Während die verhafteten Mitglieder der Bästlein-Jacobs-Abshagen Gruppe in Fuhlsbüttel auf ihre Prozesse warteten, wurde die Stadt Ende Juli 1943 von schweren Luftangriffen getroffen, die alles in den Schatten stellten, was bisher in der Geschichte des Luftkrieges bekannt war und zu einer weitgehenden Lähmung des öffentlichen Lebens führten. „Beim Weltuntergang kann es nicht schauriger zugehen als in der Nacht auf den 28. Juli 1943 in Hamburg“, erinnert sich ein Überlebender der Bombennächte. Augenzeugen berichten, dass die Straßendecken aufgrund der Hitze schmolzen und zahlreiche Menschen, die aus ihren brennenden Häusern flohen, im Asphalt stecken blieben und innerhalb Sekunden Feuer fingen.

Hamburg nach den Luftangriffen
Mehr als die Hälfte der Wohnungen waren nach den Bombennächten völlig zerstört und etwa 900.000 Hamburger und Hamburgerinnen besaßen kein Obdach mehr. Die Wasser-, Gas und Stromzufuhr war nicht mehr gewährleistet und die Ernährungslage katastrophal.
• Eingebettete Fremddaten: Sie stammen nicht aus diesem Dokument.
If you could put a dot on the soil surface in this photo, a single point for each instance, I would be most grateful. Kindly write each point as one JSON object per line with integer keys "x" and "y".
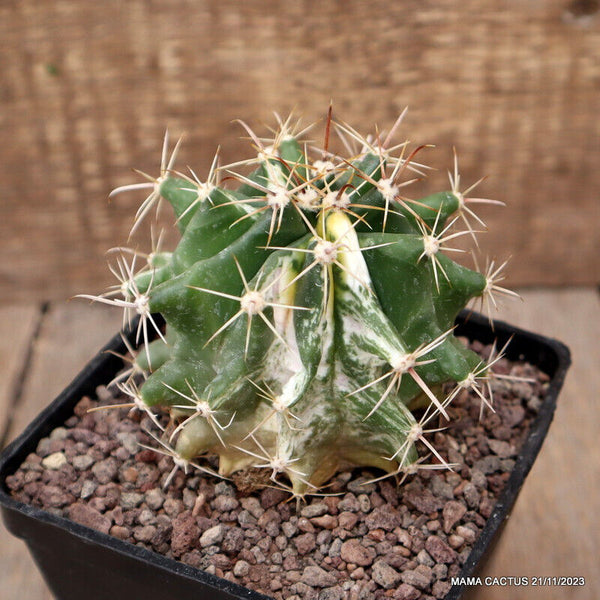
{"x": 364, "y": 540}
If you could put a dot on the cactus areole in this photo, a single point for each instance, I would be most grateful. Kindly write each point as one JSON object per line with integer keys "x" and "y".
{"x": 309, "y": 311}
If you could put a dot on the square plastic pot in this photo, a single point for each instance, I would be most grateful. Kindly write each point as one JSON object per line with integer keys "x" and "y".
{"x": 78, "y": 562}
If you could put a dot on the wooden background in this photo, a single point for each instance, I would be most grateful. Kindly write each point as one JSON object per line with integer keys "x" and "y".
{"x": 87, "y": 89}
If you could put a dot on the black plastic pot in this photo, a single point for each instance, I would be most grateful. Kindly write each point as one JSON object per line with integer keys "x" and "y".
{"x": 78, "y": 562}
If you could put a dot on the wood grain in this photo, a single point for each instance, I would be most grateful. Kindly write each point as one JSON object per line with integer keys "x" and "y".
{"x": 87, "y": 89}
{"x": 18, "y": 325}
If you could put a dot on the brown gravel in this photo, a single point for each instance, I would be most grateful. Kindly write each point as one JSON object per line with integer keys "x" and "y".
{"x": 371, "y": 541}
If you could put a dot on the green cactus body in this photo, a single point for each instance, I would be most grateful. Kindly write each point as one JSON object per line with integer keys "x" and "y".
{"x": 309, "y": 317}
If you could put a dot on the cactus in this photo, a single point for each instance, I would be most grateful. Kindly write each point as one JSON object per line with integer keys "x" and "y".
{"x": 309, "y": 312}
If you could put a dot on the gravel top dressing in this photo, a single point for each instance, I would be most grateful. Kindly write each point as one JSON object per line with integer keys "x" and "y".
{"x": 360, "y": 540}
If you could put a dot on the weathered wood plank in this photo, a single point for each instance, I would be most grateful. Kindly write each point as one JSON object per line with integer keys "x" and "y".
{"x": 551, "y": 531}
{"x": 69, "y": 336}
{"x": 18, "y": 325}
{"x": 88, "y": 88}
{"x": 554, "y": 527}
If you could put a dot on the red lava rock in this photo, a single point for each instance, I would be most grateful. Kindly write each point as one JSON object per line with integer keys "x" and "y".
{"x": 326, "y": 521}
{"x": 384, "y": 541}
{"x": 439, "y": 550}
{"x": 453, "y": 512}
{"x": 305, "y": 543}
{"x": 347, "y": 520}
{"x": 423, "y": 500}
{"x": 185, "y": 533}
{"x": 385, "y": 517}
{"x": 85, "y": 515}
{"x": 270, "y": 497}
{"x": 406, "y": 591}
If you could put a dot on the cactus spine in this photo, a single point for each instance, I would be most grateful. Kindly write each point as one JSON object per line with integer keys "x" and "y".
{"x": 309, "y": 311}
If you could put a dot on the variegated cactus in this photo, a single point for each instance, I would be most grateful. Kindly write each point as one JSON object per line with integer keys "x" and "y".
{"x": 309, "y": 312}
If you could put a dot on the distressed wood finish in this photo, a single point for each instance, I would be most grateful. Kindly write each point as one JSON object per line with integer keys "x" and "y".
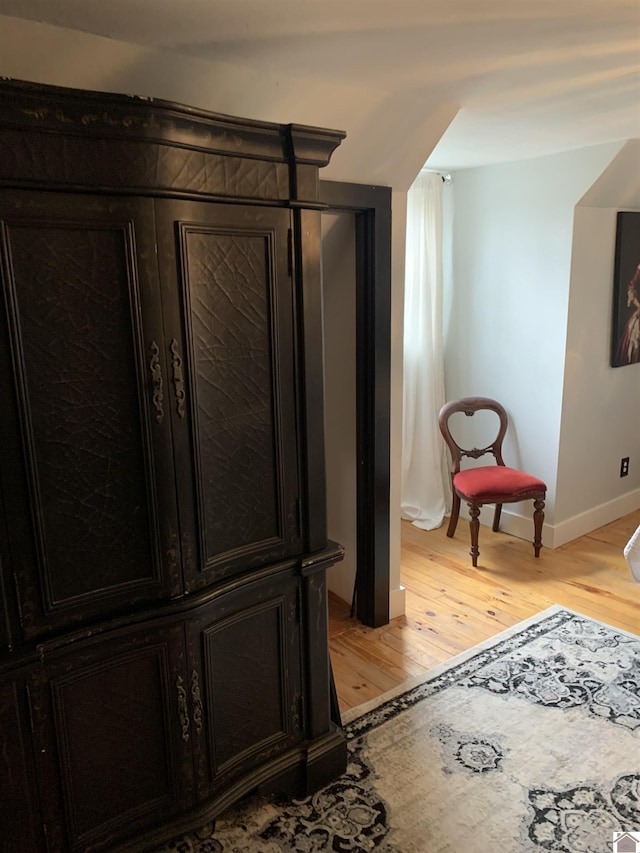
{"x": 451, "y": 606}
{"x": 163, "y": 546}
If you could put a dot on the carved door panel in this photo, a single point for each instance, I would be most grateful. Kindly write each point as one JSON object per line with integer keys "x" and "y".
{"x": 228, "y": 294}
{"x": 20, "y": 825}
{"x": 86, "y": 459}
{"x": 112, "y": 724}
{"x": 245, "y": 678}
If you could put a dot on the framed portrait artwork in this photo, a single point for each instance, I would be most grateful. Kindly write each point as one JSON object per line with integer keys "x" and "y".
{"x": 625, "y": 338}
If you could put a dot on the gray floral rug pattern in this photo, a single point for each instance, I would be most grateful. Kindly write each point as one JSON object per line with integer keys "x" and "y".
{"x": 529, "y": 742}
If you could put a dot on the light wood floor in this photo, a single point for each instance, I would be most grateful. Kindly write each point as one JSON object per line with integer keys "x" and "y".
{"x": 450, "y": 606}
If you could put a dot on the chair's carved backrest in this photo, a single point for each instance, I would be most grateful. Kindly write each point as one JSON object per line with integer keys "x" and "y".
{"x": 471, "y": 405}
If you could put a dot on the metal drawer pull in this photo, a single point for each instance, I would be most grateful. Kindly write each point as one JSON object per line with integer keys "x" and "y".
{"x": 183, "y": 713}
{"x": 178, "y": 378}
{"x": 197, "y": 701}
{"x": 156, "y": 380}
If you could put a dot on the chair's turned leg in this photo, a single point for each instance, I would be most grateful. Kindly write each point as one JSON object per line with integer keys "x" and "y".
{"x": 455, "y": 512}
{"x": 538, "y": 518}
{"x": 474, "y": 524}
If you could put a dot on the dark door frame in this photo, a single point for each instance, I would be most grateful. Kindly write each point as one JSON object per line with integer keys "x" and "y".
{"x": 372, "y": 208}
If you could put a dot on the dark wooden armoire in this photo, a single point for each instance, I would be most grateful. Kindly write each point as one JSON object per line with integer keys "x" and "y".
{"x": 163, "y": 626}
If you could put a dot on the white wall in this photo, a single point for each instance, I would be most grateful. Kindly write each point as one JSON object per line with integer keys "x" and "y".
{"x": 601, "y": 404}
{"x": 510, "y": 319}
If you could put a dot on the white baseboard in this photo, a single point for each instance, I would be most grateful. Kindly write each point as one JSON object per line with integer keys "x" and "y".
{"x": 554, "y": 535}
{"x": 590, "y": 520}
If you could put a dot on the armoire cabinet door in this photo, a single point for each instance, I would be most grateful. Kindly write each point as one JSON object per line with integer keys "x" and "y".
{"x": 245, "y": 676}
{"x": 111, "y": 721}
{"x": 21, "y": 826}
{"x": 229, "y": 327}
{"x": 85, "y": 432}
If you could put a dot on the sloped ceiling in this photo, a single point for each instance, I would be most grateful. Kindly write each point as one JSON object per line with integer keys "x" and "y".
{"x": 526, "y": 78}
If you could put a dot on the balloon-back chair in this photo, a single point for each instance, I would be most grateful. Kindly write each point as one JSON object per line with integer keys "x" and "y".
{"x": 488, "y": 484}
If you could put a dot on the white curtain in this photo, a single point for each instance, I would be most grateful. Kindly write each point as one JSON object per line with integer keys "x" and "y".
{"x": 425, "y": 492}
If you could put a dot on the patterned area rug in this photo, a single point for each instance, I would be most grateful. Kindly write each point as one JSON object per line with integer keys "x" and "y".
{"x": 529, "y": 742}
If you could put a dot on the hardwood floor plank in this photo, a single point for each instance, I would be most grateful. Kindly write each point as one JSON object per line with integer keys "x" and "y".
{"x": 452, "y": 605}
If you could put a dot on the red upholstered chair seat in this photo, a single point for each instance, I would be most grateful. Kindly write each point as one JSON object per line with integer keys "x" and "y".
{"x": 487, "y": 484}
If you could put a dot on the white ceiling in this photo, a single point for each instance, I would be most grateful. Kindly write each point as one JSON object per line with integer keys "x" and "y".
{"x": 530, "y": 78}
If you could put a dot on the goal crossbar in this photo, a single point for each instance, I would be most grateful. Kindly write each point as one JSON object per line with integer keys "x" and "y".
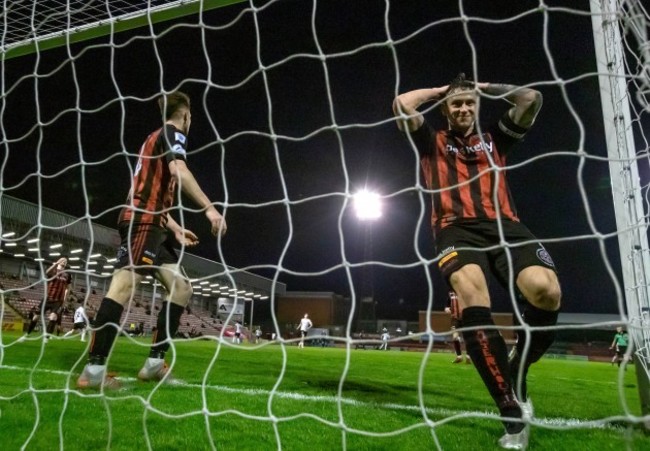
{"x": 28, "y": 29}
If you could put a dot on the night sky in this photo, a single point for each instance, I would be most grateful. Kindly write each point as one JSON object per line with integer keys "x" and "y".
{"x": 97, "y": 109}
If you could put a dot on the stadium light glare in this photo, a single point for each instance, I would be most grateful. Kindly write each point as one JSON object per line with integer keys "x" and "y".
{"x": 367, "y": 205}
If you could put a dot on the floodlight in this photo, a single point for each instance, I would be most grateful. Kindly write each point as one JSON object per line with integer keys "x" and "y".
{"x": 367, "y": 205}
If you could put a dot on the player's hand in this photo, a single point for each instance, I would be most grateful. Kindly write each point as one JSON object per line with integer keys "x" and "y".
{"x": 437, "y": 93}
{"x": 217, "y": 222}
{"x": 186, "y": 237}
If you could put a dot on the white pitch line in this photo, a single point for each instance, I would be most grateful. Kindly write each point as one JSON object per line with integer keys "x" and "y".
{"x": 553, "y": 422}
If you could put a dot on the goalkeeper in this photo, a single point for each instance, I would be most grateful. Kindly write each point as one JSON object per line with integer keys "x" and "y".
{"x": 148, "y": 231}
{"x": 463, "y": 166}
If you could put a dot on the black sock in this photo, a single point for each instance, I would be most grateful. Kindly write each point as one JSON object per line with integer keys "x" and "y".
{"x": 540, "y": 341}
{"x": 457, "y": 348}
{"x": 106, "y": 322}
{"x": 489, "y": 353}
{"x": 168, "y": 317}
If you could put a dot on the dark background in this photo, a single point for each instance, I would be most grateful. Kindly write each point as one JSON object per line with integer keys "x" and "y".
{"x": 281, "y": 135}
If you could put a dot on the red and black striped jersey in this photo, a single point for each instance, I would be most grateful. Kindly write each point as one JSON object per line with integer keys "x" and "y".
{"x": 153, "y": 187}
{"x": 57, "y": 286}
{"x": 465, "y": 173}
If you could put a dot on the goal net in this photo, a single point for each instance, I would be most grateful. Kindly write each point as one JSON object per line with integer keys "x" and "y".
{"x": 291, "y": 119}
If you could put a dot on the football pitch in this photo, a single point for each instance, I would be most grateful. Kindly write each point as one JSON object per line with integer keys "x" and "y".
{"x": 271, "y": 396}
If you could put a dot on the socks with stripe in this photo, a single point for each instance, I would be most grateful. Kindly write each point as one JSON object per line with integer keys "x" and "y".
{"x": 489, "y": 353}
{"x": 169, "y": 317}
{"x": 106, "y": 324}
{"x": 540, "y": 341}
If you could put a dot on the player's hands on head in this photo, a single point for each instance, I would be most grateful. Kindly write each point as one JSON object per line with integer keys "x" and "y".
{"x": 218, "y": 225}
{"x": 186, "y": 237}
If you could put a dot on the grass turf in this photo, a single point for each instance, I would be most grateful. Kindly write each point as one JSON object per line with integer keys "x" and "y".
{"x": 281, "y": 397}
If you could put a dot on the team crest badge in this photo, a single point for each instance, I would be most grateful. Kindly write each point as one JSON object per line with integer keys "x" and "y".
{"x": 545, "y": 257}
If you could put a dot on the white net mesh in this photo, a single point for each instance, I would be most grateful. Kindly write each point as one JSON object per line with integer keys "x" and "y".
{"x": 291, "y": 117}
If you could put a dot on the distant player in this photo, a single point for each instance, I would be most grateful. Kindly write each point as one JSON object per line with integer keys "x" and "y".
{"x": 303, "y": 327}
{"x": 58, "y": 285}
{"x": 238, "y": 331}
{"x": 80, "y": 323}
{"x": 385, "y": 336}
{"x": 148, "y": 235}
{"x": 619, "y": 345}
{"x": 52, "y": 318}
{"x": 34, "y": 316}
{"x": 454, "y": 309}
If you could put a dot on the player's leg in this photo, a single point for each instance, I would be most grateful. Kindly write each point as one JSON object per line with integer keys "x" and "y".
{"x": 484, "y": 343}
{"x": 455, "y": 339}
{"x": 133, "y": 263}
{"x": 106, "y": 325}
{"x": 541, "y": 288}
{"x": 179, "y": 292}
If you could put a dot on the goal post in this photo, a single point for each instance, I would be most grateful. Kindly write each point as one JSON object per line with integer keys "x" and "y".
{"x": 43, "y": 26}
{"x": 608, "y": 19}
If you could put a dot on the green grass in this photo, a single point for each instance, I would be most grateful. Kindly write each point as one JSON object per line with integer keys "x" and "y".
{"x": 274, "y": 397}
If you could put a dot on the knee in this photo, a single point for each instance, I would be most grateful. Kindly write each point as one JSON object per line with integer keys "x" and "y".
{"x": 544, "y": 293}
{"x": 185, "y": 291}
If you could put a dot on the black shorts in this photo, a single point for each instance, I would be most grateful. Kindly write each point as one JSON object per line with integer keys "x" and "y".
{"x": 478, "y": 241}
{"x": 144, "y": 247}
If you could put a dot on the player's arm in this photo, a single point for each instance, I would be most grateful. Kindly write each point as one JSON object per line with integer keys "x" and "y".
{"x": 51, "y": 271}
{"x": 407, "y": 104}
{"x": 183, "y": 236}
{"x": 526, "y": 102}
{"x": 191, "y": 188}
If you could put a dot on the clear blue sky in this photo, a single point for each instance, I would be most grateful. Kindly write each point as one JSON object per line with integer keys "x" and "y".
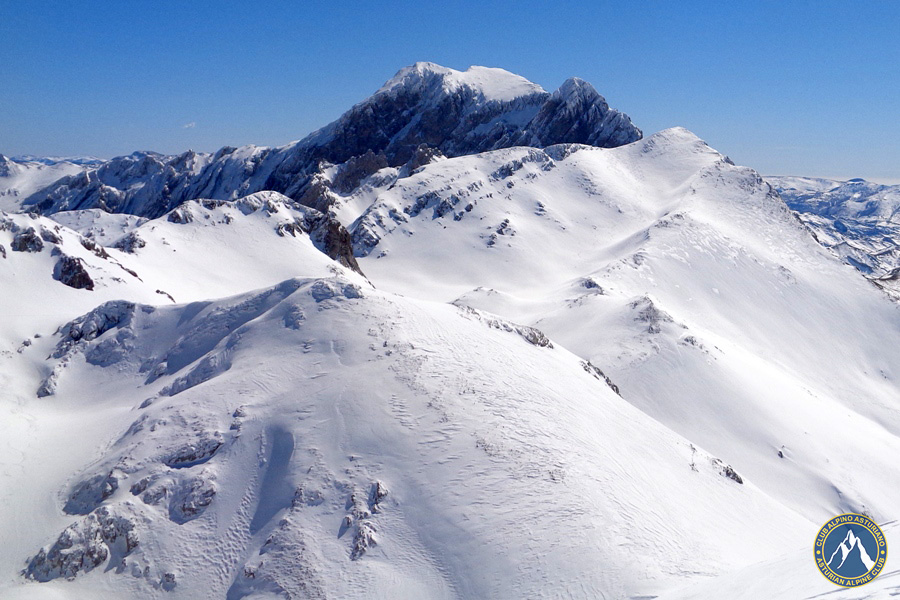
{"x": 787, "y": 87}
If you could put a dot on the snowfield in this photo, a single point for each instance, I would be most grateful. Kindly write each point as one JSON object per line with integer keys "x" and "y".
{"x": 547, "y": 371}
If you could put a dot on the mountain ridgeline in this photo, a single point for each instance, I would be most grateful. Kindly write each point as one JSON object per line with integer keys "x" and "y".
{"x": 422, "y": 112}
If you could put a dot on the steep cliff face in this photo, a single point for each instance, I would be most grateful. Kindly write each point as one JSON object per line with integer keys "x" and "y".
{"x": 424, "y": 108}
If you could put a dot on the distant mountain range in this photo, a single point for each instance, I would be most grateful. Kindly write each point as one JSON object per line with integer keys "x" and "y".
{"x": 471, "y": 340}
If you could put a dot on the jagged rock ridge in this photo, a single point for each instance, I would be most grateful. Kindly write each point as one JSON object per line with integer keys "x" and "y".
{"x": 425, "y": 108}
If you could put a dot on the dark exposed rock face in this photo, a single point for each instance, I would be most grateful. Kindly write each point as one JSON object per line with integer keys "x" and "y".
{"x": 423, "y": 110}
{"x": 27, "y": 241}
{"x": 333, "y": 239}
{"x": 84, "y": 546}
{"x": 90, "y": 493}
{"x": 71, "y": 272}
{"x": 130, "y": 243}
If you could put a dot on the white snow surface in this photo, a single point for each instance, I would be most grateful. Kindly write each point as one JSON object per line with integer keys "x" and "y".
{"x": 491, "y": 83}
{"x": 270, "y": 424}
{"x": 18, "y": 180}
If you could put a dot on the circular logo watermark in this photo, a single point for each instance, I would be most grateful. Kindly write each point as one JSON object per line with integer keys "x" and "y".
{"x": 850, "y": 550}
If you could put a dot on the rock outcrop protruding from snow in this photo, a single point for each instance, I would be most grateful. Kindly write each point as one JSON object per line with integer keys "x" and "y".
{"x": 84, "y": 546}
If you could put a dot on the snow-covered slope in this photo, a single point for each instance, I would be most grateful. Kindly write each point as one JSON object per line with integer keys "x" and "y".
{"x": 687, "y": 280}
{"x": 568, "y": 370}
{"x": 322, "y": 439}
{"x": 20, "y": 179}
{"x": 857, "y": 219}
{"x": 425, "y": 109}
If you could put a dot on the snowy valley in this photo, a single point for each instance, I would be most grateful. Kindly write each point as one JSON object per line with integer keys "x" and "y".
{"x": 473, "y": 339}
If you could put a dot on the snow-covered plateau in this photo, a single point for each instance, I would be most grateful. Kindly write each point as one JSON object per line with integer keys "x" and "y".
{"x": 472, "y": 340}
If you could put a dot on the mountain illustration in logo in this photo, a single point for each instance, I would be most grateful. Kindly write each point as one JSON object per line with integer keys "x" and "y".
{"x": 851, "y": 557}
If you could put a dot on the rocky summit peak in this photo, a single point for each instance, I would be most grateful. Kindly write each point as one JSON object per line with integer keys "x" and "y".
{"x": 488, "y": 83}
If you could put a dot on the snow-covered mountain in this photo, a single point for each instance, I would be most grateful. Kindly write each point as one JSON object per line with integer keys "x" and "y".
{"x": 20, "y": 179}
{"x": 857, "y": 219}
{"x": 54, "y": 160}
{"x": 495, "y": 367}
{"x": 423, "y": 110}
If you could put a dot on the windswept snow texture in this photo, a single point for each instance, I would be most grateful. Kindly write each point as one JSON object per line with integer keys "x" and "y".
{"x": 857, "y": 219}
{"x": 21, "y": 178}
{"x": 424, "y": 106}
{"x": 472, "y": 340}
{"x": 688, "y": 281}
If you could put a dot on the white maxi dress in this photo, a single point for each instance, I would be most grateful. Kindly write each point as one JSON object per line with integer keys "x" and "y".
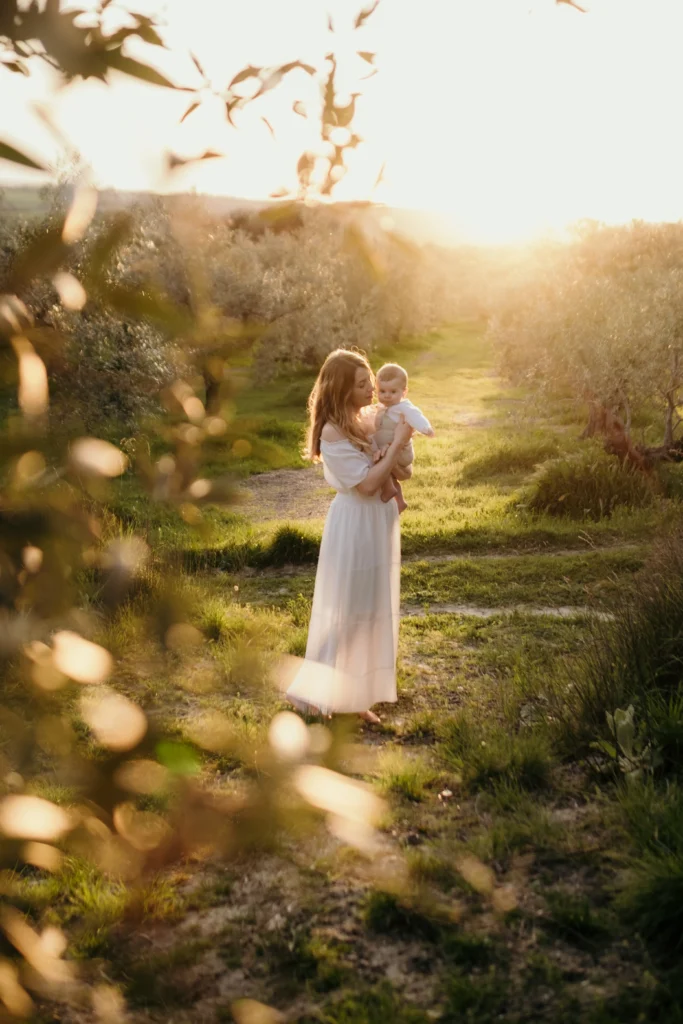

Hamburg nach den Luftangriffen
Zu diesem Zeitpunkt fällte der zuständige Hamburger Generalstaatsanwalt Dr. Erich Drescher eine folgenreiche Entscheidung und gewährte Anfang August 1943 ca. 2000 Häftlingen, darunter etwa 50 Mitglieder der Bästlein-Jacobs-Abshagen Gruppe, einen zweimonatigen Hafturlaub mit der Auflage, sich nach dieser Zeit wieder einzufinden. Magda Thürey stellte sowohl ihre Wohnung in der Emilienstraße als auch ein Gartenhaus zur Verfügung, um einigen Betroffenen eine Unterkunft zu gewähren.
Ein Teil der in den Hafturlaub entlassenen Häftlinge beschloss, sich nicht an diese Auflage zu halten und setzte seine Widerstandsarbeit im Untergrund fort. Doch der Polizei gelang es einen Spitzel in die Gruppe einzuschleusen, sodass bereits nach wenigen Wochen nahezu sämtliche im Untergrund befindlichen Widerstandskämpfer erneut gefasst waren. In den sogenannten Hamburger Kommunistenprozessen wurden zahlreiche von ihnen zum Tode verurteilt und 70 Mitglieder der Gruppe hingerichtet.
Folglich wurde die Situation auch für Magda Thürey, die nach wie vor den konspirativen Seifenladen führte, zunehmend prekärer.